O que motivou a decisão
A mudança veio na esteira de um episódio específico, ocorrido no Distrito Federal. Em meados de junho, um estudante de direito processou um estabelecimento que cobrava, pelo ingresso de um show, preços distintos para mulheres e homens: mais barato para elas e mais caro para eles. Reafirmando a igualdade entre ambos perante a lei, ele deseja pagar o mesmo valor do ingresso “feminino”.
O processo ainda está em andamento, mas o governo federal decidiu se adiantar e regular o tema para todo o país.

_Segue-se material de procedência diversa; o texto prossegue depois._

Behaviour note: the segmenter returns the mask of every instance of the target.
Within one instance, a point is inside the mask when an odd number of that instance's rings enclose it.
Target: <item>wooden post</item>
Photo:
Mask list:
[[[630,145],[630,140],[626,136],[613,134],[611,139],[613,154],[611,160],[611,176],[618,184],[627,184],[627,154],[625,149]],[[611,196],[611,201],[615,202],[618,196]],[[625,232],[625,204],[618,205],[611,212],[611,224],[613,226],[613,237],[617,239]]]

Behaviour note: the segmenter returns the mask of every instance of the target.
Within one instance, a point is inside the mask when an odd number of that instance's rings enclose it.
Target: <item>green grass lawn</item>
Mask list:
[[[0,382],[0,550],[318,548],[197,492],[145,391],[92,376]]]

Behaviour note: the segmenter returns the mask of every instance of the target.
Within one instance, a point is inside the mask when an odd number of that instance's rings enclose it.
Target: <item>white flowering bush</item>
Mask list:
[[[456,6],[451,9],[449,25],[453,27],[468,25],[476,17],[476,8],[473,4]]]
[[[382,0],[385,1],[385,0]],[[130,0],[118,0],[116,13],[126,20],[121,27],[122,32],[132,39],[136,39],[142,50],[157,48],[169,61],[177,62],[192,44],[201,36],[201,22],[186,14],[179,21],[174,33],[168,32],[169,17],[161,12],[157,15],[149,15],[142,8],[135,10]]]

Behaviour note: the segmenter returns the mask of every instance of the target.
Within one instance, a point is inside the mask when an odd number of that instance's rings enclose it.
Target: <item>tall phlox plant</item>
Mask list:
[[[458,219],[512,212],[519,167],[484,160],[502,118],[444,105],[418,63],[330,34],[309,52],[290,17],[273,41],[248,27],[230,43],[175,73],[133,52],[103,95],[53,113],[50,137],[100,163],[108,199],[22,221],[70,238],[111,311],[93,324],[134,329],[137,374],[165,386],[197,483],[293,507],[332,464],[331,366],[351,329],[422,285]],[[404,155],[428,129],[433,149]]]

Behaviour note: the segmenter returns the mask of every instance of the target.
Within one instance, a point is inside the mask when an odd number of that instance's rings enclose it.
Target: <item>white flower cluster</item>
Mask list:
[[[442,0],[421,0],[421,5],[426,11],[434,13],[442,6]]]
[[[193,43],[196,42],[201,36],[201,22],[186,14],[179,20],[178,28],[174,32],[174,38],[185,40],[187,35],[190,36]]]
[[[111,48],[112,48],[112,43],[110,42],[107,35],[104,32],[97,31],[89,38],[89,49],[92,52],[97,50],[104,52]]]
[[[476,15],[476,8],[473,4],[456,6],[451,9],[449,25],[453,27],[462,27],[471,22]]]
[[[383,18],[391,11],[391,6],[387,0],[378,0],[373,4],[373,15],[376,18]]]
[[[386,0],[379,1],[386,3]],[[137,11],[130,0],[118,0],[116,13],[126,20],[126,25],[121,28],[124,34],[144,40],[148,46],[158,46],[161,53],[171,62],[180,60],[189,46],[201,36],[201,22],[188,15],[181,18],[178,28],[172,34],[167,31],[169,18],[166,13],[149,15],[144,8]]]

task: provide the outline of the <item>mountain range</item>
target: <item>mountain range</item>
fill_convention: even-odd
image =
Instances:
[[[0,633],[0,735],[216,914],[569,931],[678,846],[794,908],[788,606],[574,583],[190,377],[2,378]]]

“Essa ação interposta pelo consumidor provocou uma reação do poder público para realmente fazer com que essa decisão valesse para todos”, disse ao Nexo a advogada Marina Ruzzi, do escritório Braga & Ruzzi, especializado em questões de gênero e no atendimento de mulheres.

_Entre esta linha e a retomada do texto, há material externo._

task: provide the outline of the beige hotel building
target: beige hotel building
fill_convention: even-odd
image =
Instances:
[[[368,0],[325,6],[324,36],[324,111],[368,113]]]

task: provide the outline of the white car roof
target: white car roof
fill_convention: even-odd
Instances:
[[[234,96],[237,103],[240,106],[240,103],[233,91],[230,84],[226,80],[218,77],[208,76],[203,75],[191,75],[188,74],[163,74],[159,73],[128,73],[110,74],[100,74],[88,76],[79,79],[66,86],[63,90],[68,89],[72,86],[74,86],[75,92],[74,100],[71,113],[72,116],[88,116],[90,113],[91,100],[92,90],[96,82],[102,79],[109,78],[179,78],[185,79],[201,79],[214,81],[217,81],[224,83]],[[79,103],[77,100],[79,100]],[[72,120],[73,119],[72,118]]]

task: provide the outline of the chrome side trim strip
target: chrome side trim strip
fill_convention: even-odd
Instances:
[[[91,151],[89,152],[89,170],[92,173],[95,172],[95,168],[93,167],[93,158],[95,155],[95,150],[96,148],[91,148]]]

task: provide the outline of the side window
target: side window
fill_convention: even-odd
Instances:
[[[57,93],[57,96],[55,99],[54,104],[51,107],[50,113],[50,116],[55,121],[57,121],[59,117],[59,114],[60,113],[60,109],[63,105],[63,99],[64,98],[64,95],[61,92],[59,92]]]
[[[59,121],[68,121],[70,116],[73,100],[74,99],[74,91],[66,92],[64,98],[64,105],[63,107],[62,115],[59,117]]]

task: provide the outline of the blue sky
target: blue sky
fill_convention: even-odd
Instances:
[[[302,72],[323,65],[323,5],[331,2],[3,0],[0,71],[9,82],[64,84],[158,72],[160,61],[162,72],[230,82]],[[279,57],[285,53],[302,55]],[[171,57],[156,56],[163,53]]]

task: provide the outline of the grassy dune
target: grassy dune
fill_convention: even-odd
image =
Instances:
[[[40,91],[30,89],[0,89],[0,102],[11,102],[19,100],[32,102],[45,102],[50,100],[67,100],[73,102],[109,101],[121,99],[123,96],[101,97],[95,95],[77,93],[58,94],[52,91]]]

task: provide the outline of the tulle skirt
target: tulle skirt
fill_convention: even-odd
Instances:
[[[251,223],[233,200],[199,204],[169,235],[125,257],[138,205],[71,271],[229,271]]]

Por que a prática foi proibida
Quem argumenta a favor da cobrança diferenciada em geral segue a linha de que o empresário, como dono do negócio, pode cobrar da maneira que bem entender ou de que seria justo mulheres pagarem menos, tendo em vista a desigualdade salarial entre homens e mulheres.
“Essa cobrança não está pautada no fato das mulheres receberem menos do que os homens”, disse ao Nexo a advogada Ana Paula Braga, sócia de Marina Ruzzi. “Está pautada simplesmente no fato da mulher ser vista ali como atrativo. Isso fere não só o princípio da igualdade de gênero, que é constitucional, como [o princípio] da dignidade da pessoa humana”.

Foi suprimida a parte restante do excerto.